US equity returns were modestly positive in May as investors digested mostly lukewarm economic data.  The S&P 500 returned 1.8% and the Russell 2000 gained 2.3% on the month. The month began with investors speculating the Federal Open Market Committee might raise rates in June however this expectation was quickly quelled as US job growth numbers fell short of expectations and inflation remained well short of the Fed’s 2% target. The prospect of rising rates sent a scare through emerging markets as the MSCI EM Index declined 3.7% and was primarily driven by falling equity prices and currency depreciation in Latin American. This decline was also felt in local currency debt as the JP Morgan GBI-EM Global Diversified Index fell 5.4% in May but remained up 7.7% on the year. US fixed income returns were mostly neutral as the 10 year Treasury yield increased one basis point to 1.84% on the month and the Barclays US Aggregate Bond Index was flat. US high yield issues saw continued marginal spread compression and returned 0.6% as represented by the Barclays US Corporate High Yield Index. The Citigroup WGBI Index fell 1.5% as government bond yields in developed countries continued to move slightly higher and the US dollar rallied. The Bloomberg Commodity Index fell 0.2% even as oil prices rose to nearly $50 per barrel but precious metal prices, specifically gold, experienced declines.

After a rocky start to the year, almost all major asset classes have continued to respond positively into the second quarter and are positive year-to-date.
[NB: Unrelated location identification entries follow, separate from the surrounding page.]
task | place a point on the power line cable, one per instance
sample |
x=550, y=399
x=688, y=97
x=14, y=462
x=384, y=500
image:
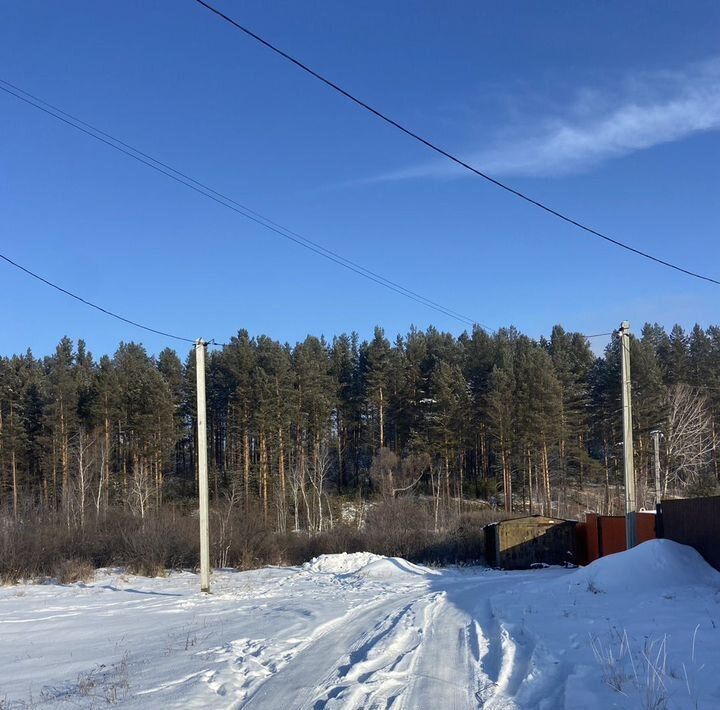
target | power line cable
x=218, y=197
x=441, y=151
x=228, y=202
x=91, y=304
It is in these markets we remind investors to exercise discipline- both in not overreaching for returns when volatility subsides, but also in rebalancing to targets when volatile episodes like the one experienced in January re-emerge. Though the opportunity set seems to have narrowed over the course of the year, with high yield debt realizing strong returns and US equities continuing a multi-year run, we still see opportunities in international equity markets. Specifically we favor a smaller cap and consumer-focused orientation to both developed and emerging market equities as we believe small-cap strategies offer the purest opportunity to benefit from local country earnings growth.